Die fünf Protagonistinnen und ihre Ansätze

Weibliche Rebellion gegen das ultra-orthodoxe Judentum

 

Deborah Feldman wuchs abgeschotteten in einer ultraorthodoxen jüdischen Familie im New Yorker Quartier Williamsburg auf. Mit 17 Jahren wurde sie an einen jungen Mann verheiratet, den sie zuvor ein einziges Mal gesehen hatte. Unmittelbar vor ihrer Hochzeitsnacht hörte Deborah das erste Mal im Leben von Sex und ihren Pflichten als Ehefrau. Sie begann nach Wegen zu suchen, mit ihrem Sohn zusammen die Gemeinschaft zu verlassen. Heute lebt sie als erfolgreiche Schriftstellerin ein freies, selbstbestimmtes Leben in Berlin. Sie ist seit der Veröffentlichung ihres Bestsellers «Unorthodox» Hoffnungsträgerin vieler in ultra-orthodoxen Gemeinschaften lebenden Jüdinnen.

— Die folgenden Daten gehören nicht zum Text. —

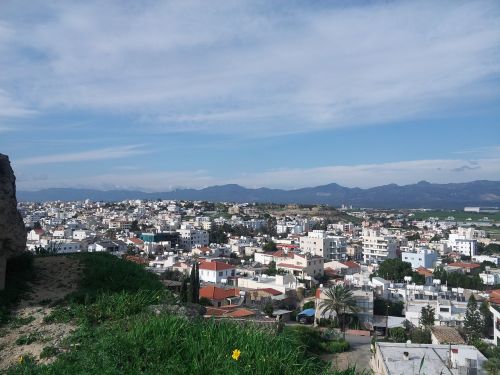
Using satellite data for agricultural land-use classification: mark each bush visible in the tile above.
[320,340,350,354]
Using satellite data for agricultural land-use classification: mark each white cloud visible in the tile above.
[20,157,500,191]
[0,0,500,134]
[13,145,148,166]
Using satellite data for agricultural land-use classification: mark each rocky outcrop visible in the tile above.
[0,154,26,290]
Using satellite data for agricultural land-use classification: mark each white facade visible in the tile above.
[300,230,347,260]
[200,261,236,284]
[401,248,438,270]
[177,225,209,250]
[363,229,397,263]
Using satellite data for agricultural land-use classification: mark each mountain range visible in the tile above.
[17,180,500,209]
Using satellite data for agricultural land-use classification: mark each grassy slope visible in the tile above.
[7,254,354,374]
[0,253,35,326]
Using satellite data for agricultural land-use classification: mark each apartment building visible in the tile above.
[300,230,347,261]
[363,229,397,263]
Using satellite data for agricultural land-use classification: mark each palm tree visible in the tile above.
[319,285,359,340]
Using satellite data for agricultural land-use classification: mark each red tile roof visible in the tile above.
[448,262,481,269]
[257,288,283,296]
[200,262,235,271]
[276,263,306,270]
[200,285,240,301]
[340,260,361,268]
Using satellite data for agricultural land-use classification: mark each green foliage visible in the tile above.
[16,332,42,345]
[377,258,413,282]
[410,328,432,344]
[40,346,60,359]
[373,298,404,316]
[302,301,314,310]
[264,260,278,276]
[320,340,350,354]
[6,254,355,375]
[464,294,484,344]
[7,315,332,375]
[0,252,35,326]
[419,305,436,328]
[262,241,278,252]
[262,302,274,316]
[389,327,408,342]
[68,253,164,303]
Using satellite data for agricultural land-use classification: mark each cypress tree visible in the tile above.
[188,262,196,303]
[464,294,484,344]
[180,277,188,303]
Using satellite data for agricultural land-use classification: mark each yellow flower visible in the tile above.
[231,349,241,361]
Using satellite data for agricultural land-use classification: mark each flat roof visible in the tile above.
[377,342,486,375]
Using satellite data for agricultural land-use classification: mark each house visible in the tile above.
[200,285,240,307]
[199,261,236,284]
[315,288,373,329]
[444,262,481,273]
[431,326,465,345]
[490,304,500,345]
[370,342,486,375]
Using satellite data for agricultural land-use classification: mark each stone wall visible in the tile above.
[0,154,26,290]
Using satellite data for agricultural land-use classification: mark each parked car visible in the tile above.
[297,309,316,324]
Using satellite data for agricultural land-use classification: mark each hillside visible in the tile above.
[18,181,500,209]
[0,253,355,375]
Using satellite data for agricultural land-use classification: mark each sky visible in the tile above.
[0,0,500,191]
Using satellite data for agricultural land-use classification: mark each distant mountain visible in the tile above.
[17,181,500,209]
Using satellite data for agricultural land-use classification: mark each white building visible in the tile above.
[177,225,209,250]
[199,261,236,284]
[370,342,486,375]
[300,230,347,260]
[363,229,397,263]
[401,248,438,270]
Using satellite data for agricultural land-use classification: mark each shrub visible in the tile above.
[320,340,350,354]
[0,252,35,326]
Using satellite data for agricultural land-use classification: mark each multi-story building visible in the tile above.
[401,248,438,270]
[199,261,236,284]
[363,229,397,263]
[315,288,373,329]
[370,342,486,375]
[177,225,209,250]
[300,230,347,260]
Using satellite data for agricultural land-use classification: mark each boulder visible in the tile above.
[0,154,26,290]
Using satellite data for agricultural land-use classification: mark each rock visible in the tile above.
[0,154,26,290]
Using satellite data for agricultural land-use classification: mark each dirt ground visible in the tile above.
[0,256,82,371]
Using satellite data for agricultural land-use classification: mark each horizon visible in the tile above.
[17,180,500,194]
[0,0,500,192]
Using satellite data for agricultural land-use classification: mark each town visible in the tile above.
[13,200,500,374]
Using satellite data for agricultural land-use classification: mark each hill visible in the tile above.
[18,181,500,209]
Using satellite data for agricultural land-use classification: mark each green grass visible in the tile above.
[0,253,35,326]
[7,254,355,375]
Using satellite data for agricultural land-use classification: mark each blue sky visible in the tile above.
[0,0,500,191]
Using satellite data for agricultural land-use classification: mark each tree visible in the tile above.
[319,285,359,340]
[377,258,413,281]
[419,305,435,328]
[265,260,278,276]
[464,294,484,344]
[180,277,188,303]
[479,301,493,337]
[262,241,278,253]
[130,220,141,232]
[262,301,274,317]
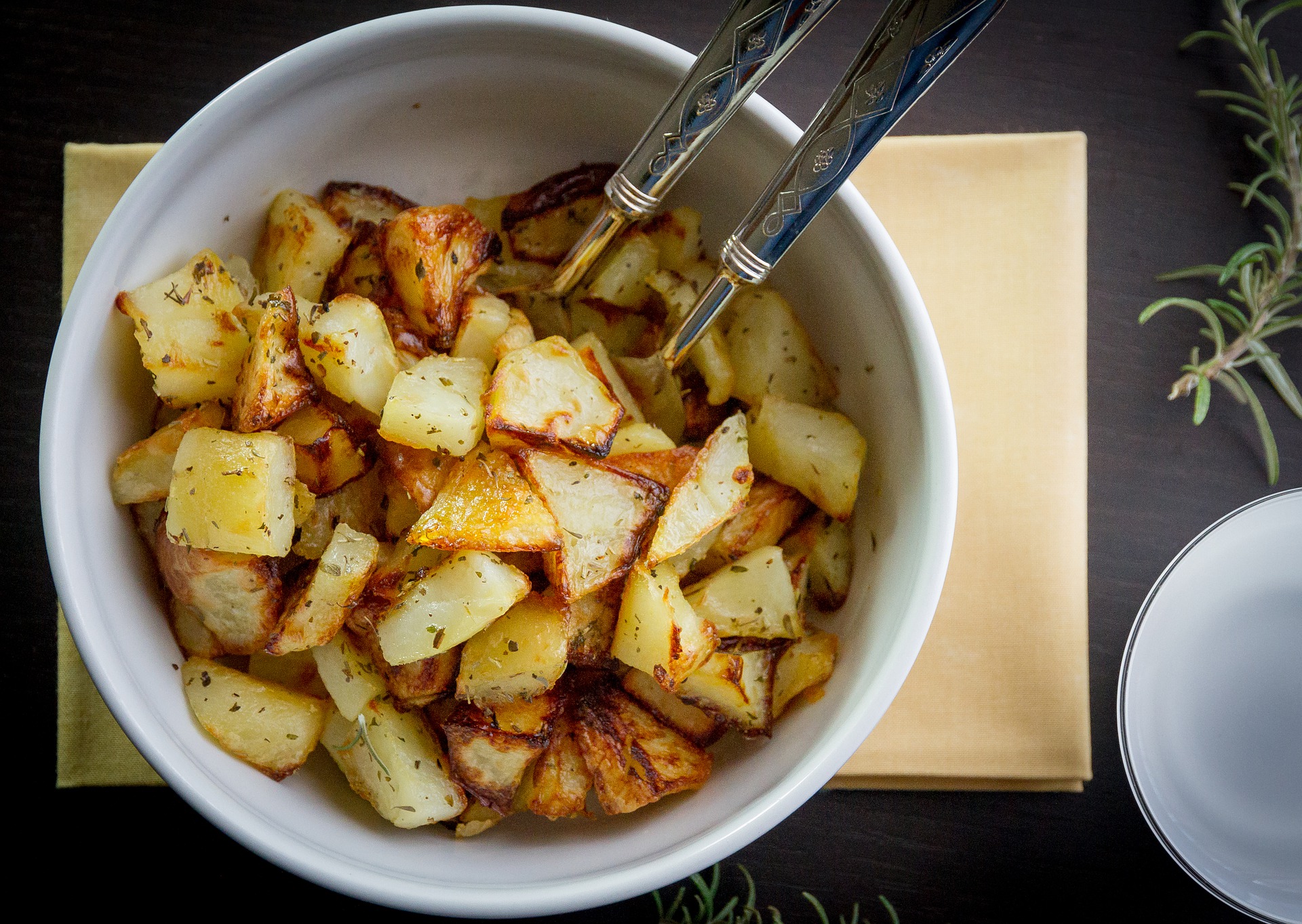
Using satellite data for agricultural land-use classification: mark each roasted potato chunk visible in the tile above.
[266,523,380,655]
[111,401,226,507]
[572,228,660,310]
[231,289,317,433]
[350,630,461,709]
[298,296,399,414]
[607,423,677,458]
[457,593,566,705]
[155,515,284,655]
[614,355,688,444]
[610,565,719,689]
[249,651,331,700]
[525,713,593,820]
[565,583,624,668]
[311,630,384,721]
[750,395,869,519]
[298,468,384,559]
[709,475,810,566]
[117,250,249,407]
[321,699,466,828]
[380,355,488,456]
[620,668,726,747]
[276,405,375,496]
[167,427,297,557]
[773,628,838,716]
[642,205,701,272]
[726,286,837,406]
[484,337,624,458]
[783,511,854,611]
[574,682,713,815]
[607,446,699,491]
[168,597,226,661]
[498,164,616,267]
[452,293,513,369]
[408,445,561,552]
[321,182,415,229]
[519,449,664,601]
[492,308,535,362]
[384,205,501,350]
[181,657,326,780]
[647,413,755,565]
[570,332,646,424]
[375,552,530,664]
[252,188,349,302]
[443,704,547,815]
[678,643,777,737]
[686,545,805,639]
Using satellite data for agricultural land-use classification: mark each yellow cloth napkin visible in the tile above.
[832,133,1091,790]
[57,133,1090,790]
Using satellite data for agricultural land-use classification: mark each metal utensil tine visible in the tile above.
[545,0,838,297]
[661,0,1005,368]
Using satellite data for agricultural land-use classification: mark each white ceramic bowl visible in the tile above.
[41,7,957,916]
[1117,488,1302,924]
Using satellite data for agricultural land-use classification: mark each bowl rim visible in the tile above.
[39,5,958,917]
[1117,488,1302,924]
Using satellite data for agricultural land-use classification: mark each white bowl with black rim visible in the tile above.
[41,7,957,917]
[1117,488,1302,924]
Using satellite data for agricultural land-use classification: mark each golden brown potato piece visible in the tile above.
[321,699,466,828]
[443,703,547,815]
[610,562,719,689]
[276,405,375,496]
[750,395,869,519]
[484,336,624,458]
[574,681,713,815]
[384,205,501,350]
[526,713,593,820]
[116,250,251,407]
[155,515,284,655]
[565,582,624,668]
[266,523,380,655]
[181,657,326,780]
[620,668,728,747]
[408,444,561,552]
[646,411,755,565]
[231,287,317,433]
[678,639,781,737]
[167,427,298,559]
[349,622,461,709]
[773,628,838,716]
[370,436,453,513]
[607,446,699,491]
[519,449,664,601]
[252,188,349,302]
[168,597,226,657]
[111,401,226,507]
[706,475,810,569]
[321,181,415,229]
[500,164,616,267]
[457,593,566,705]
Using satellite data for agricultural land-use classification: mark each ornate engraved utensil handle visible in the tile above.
[547,0,837,296]
[663,0,1005,367]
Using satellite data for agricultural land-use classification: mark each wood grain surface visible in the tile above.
[0,0,1302,924]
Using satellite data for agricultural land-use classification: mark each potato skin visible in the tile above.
[384,205,501,350]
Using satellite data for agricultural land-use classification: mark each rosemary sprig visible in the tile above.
[1139,0,1302,484]
[651,863,900,924]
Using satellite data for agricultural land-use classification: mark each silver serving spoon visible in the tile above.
[543,0,837,297]
[661,0,1005,368]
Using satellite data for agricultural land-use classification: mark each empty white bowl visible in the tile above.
[41,7,957,916]
[1117,489,1302,924]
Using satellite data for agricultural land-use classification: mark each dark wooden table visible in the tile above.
[12,0,1302,924]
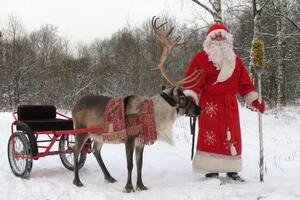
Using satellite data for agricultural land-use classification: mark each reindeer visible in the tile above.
[72,17,201,193]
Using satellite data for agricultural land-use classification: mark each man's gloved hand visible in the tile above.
[252,99,265,113]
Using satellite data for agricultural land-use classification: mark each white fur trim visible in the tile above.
[193,151,243,173]
[244,91,258,106]
[183,89,199,105]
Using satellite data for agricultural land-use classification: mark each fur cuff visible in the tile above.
[193,151,243,173]
[244,91,258,106]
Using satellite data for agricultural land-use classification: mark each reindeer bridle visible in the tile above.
[160,87,194,114]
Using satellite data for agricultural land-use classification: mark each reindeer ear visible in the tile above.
[172,87,180,96]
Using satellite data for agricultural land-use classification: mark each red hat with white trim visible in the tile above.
[207,23,229,39]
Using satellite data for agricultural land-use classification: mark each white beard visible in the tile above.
[203,34,236,82]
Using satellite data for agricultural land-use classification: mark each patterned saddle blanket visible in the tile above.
[101,98,157,144]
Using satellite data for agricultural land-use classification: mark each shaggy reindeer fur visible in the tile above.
[72,88,200,192]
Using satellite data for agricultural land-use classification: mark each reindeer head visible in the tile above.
[151,17,201,117]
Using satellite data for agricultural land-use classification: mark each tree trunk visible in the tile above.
[276,0,287,107]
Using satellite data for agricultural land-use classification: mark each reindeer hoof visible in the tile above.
[73,179,83,187]
[123,184,134,193]
[135,184,148,191]
[105,176,117,183]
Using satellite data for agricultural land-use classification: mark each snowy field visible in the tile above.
[0,107,300,200]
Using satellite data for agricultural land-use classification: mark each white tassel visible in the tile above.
[230,144,237,156]
[226,128,231,141]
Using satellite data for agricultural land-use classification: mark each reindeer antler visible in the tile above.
[151,16,201,88]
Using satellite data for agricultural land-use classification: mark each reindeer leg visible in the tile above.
[123,136,134,193]
[93,142,116,183]
[135,144,148,191]
[73,134,87,187]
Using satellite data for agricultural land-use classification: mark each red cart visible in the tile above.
[7,105,95,178]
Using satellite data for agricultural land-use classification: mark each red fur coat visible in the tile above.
[186,51,258,172]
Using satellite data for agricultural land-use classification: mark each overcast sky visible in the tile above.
[0,0,209,42]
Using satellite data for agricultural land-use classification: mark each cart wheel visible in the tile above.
[58,135,87,171]
[7,132,32,178]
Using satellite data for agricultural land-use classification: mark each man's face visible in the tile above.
[211,32,226,41]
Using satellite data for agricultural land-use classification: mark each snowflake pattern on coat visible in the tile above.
[204,102,218,118]
[204,131,217,146]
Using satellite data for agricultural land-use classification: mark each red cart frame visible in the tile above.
[8,108,105,178]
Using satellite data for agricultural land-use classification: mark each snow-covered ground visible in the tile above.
[0,107,300,200]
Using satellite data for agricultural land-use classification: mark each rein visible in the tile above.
[190,117,196,160]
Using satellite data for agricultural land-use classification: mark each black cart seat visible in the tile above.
[17,105,73,131]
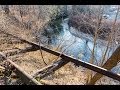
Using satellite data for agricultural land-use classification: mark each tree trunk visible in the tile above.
[88,46,120,85]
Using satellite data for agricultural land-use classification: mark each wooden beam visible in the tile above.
[0,30,120,81]
[33,59,69,79]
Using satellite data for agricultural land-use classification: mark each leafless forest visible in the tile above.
[0,5,120,85]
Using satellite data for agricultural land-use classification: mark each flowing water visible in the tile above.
[41,18,113,62]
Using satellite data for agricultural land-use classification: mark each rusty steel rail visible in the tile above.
[2,31,120,81]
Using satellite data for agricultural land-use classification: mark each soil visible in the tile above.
[0,11,120,85]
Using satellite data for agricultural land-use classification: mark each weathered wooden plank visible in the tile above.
[7,60,42,85]
[33,59,69,79]
[0,33,120,81]
[2,46,38,57]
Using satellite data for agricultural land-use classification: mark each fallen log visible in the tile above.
[32,59,69,79]
[3,46,38,57]
[1,31,120,81]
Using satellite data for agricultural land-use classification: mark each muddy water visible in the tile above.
[41,18,113,63]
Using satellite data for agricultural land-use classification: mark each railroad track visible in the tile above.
[0,31,120,85]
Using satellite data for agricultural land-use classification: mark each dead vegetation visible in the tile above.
[0,5,119,85]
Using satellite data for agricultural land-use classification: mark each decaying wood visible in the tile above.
[88,46,120,85]
[3,47,38,57]
[2,31,120,81]
[33,59,69,79]
[7,60,42,85]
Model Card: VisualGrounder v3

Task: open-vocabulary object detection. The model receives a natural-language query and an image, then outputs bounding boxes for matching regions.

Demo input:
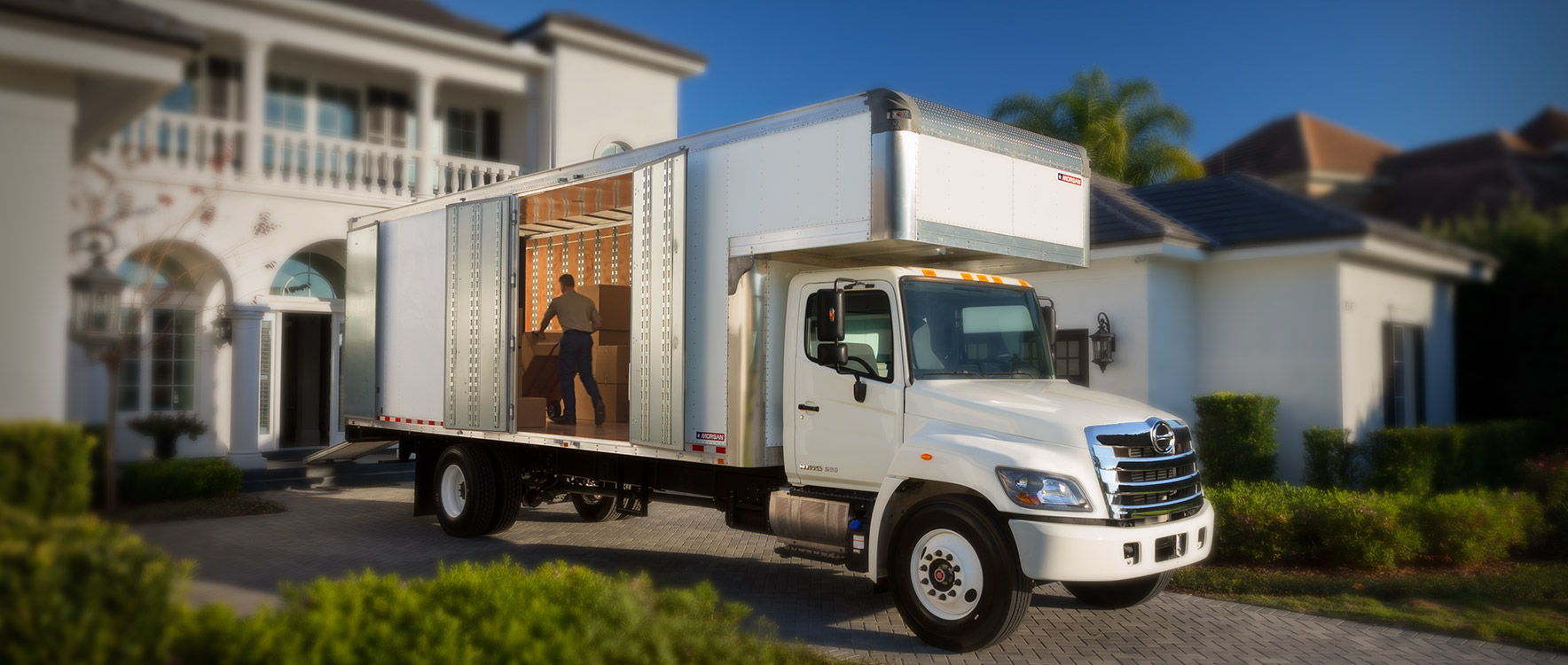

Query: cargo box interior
[517,174,632,441]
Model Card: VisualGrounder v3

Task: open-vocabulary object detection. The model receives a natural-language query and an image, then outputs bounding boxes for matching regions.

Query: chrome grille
[1085,418,1203,519]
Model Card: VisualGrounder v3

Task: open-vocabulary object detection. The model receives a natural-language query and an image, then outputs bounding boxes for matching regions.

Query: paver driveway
[138,485,1568,663]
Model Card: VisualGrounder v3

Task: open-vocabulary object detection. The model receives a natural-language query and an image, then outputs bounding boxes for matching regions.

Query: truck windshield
[903,279,1055,379]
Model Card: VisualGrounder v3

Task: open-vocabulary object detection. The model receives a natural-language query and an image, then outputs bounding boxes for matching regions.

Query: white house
[0,0,202,420]
[35,0,706,467]
[1025,174,1496,479]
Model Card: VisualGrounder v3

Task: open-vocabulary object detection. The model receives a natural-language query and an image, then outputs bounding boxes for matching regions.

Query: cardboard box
[592,329,632,347]
[592,345,632,384]
[517,397,544,430]
[577,284,632,331]
[572,381,632,422]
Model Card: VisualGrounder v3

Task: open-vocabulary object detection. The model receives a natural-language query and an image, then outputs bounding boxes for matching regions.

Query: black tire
[484,449,522,535]
[431,444,497,538]
[572,494,625,522]
[1062,571,1172,610]
[890,497,1033,653]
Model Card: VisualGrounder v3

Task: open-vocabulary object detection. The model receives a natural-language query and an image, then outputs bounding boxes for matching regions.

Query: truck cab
[784,267,1213,648]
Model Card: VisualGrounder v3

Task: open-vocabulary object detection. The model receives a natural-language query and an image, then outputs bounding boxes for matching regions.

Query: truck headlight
[996,466,1090,512]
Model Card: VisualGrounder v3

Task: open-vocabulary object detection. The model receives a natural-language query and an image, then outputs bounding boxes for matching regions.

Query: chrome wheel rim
[909,528,984,621]
[441,465,469,519]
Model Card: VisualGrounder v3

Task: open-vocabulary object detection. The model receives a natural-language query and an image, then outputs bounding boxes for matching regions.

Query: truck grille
[1086,418,1203,519]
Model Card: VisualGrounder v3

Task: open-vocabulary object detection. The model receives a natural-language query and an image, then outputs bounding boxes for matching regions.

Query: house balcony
[96,110,519,206]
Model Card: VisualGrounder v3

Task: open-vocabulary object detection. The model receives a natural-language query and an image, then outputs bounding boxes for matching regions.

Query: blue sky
[439,0,1568,157]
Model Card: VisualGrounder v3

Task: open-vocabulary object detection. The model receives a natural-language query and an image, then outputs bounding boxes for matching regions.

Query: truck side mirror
[1039,298,1057,347]
[817,342,850,367]
[817,288,848,343]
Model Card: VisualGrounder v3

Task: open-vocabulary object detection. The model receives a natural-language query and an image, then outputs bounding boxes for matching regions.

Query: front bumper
[1008,500,1213,582]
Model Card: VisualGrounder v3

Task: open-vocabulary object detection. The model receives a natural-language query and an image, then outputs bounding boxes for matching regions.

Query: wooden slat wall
[517,226,632,331]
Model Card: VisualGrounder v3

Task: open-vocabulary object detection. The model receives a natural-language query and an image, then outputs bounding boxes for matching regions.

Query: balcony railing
[104,110,517,200]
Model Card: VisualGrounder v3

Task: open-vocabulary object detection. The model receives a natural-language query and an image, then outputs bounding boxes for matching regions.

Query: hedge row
[119,458,243,504]
[1192,392,1280,485]
[0,422,98,516]
[0,506,833,665]
[1209,481,1543,567]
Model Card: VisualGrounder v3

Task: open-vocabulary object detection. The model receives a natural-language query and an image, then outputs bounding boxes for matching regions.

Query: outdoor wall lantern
[1088,312,1117,373]
[212,308,233,343]
[71,224,125,359]
[71,224,125,512]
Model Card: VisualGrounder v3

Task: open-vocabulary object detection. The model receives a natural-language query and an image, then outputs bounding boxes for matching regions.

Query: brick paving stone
[137,485,1568,665]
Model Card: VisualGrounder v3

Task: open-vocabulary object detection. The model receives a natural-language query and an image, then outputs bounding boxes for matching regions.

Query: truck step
[773,544,847,567]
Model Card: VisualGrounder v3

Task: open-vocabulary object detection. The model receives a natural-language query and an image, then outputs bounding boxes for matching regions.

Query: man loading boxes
[535,275,604,425]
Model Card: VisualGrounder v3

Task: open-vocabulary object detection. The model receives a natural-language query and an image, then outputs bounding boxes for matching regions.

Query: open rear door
[443,194,517,431]
[631,153,686,449]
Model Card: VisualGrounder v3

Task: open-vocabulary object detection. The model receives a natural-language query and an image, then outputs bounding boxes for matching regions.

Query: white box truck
[327,90,1213,651]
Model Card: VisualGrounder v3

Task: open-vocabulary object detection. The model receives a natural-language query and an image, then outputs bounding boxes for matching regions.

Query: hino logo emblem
[1149,420,1176,455]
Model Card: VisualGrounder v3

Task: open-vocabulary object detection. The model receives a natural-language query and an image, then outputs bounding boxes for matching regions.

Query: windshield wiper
[919,370,984,378]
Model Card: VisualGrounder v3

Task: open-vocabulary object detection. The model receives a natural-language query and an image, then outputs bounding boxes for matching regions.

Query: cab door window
[806,290,894,383]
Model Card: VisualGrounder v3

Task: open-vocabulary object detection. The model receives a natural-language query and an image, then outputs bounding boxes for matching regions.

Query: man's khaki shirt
[539,290,599,332]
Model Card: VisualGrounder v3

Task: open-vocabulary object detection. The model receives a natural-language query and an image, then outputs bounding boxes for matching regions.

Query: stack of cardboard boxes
[572,284,632,422]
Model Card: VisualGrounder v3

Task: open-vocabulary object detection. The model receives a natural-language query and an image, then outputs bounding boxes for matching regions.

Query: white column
[241,39,278,180]
[414,74,441,200]
[229,304,267,469]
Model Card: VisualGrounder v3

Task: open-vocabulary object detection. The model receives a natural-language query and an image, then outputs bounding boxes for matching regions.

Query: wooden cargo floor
[517,420,632,441]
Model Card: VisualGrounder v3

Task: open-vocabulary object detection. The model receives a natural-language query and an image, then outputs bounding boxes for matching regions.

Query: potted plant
[130,411,207,459]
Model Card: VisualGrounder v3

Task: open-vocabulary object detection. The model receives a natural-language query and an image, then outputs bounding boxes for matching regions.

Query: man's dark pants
[560,331,599,420]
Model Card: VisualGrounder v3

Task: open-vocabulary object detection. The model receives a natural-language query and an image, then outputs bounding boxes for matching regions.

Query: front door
[278,312,334,447]
[786,281,905,491]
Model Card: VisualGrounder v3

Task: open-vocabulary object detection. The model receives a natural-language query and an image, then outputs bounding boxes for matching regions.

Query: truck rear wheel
[1062,571,1172,610]
[433,444,496,538]
[892,497,1033,653]
[484,449,522,535]
[572,494,623,522]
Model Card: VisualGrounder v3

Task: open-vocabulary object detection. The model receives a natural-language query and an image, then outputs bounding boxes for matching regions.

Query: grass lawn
[1170,563,1568,653]
[108,494,286,524]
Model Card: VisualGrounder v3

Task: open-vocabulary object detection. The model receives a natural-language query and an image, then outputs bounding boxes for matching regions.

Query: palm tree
[991,66,1203,185]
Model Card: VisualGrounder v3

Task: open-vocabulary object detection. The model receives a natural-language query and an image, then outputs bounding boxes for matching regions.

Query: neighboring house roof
[510,11,707,66]
[1088,176,1213,246]
[309,0,506,41]
[0,0,202,49]
[1203,113,1399,177]
[1116,173,1494,265]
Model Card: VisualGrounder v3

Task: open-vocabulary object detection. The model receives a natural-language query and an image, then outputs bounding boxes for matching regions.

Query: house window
[365,88,414,147]
[1383,322,1427,426]
[271,251,343,298]
[447,108,480,159]
[315,83,359,139]
[1051,328,1088,387]
[204,55,245,121]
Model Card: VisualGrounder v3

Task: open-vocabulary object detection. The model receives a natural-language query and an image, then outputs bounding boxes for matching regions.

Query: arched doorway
[259,241,345,449]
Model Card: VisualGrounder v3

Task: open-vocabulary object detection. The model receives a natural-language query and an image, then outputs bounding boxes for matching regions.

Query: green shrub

Sexuelle Selbstbestimmung im fundamentalistischen Islam

 

Leyla Hussein wurde als 7-jähriges Mädchen einer strenggläubigen muslimischen Familie genital verstümmelt, obwohl der Koran diese Praxis nicht kennt. Seit der Geburt ihrer Tochter kämpft sie für körperliche Unversehrtheit und sexuelle Selbstbestimmung muslimischer Frauen in fundamentalistischen Ländern, aber auch in Europa. Leyla setzt sich für das Recht aller Frauen auf eine lustvolle Sexualität ein und kämpft heute als Psychotherapeutin und Aktivistin gegen weibliche Genitalverstümmelung in Afrika und Europa und tritt vor der UNO und dem englischen Parlament auf, um die Situation gefährdeter Mädchen endlich erfolgreich zu verändern.

Künstlerische Befreiung des weiblichen Körpers im Buddhismus

 

Die Japanerin Rokudenashiko, wuchs in einem traditionell-buddhistischen-schintoistischen Elternhaus auf. Als Manga- und Aktionskünstlerin mit Vagina-Performences kämpft sie gegen die Verteufelung der weiblichen Lust und Sexualität in Japan. Sie wurde deshalb verhaftet und angeklagt. Ihr drohen zwei Jahre Haft. Rokudenashiko setzt sich vehement für die Akzeptanz der künstlerischen Darstellung der Vagina und für die künstlerische Freiheit in ihrer Arbeit ein. Durch alle Instanzen kämpft sie für einen Freispruch in ihrem Prozess wegen «Obszönität».

Kampf gegen sexuellen Missbrauch im erzkatholischen Christentum

 

Doris Wagner, aufgewachsen in einer strenggläubigen protestantisch-katholischen Familie in Bayern, trat mit 19 Jahren in ein erzkatholisches Ordenskloster ein. Sie erlebte sexuellen Missbrauch und kämpft seither gegen Doppelmoral und sexuelle Übergriffe in der katholischen Kirche. Als studierte Theologin und promovierte Philosophin engagiert sich Doris für Missbrauchsopfer der katholischen Kirche und kirchlicher Sekten. Sie versucht eine Anerkennung der Verantwortung und ein Umdenken seitens der katholischen Kirche von höchster Stelle zu erwirken.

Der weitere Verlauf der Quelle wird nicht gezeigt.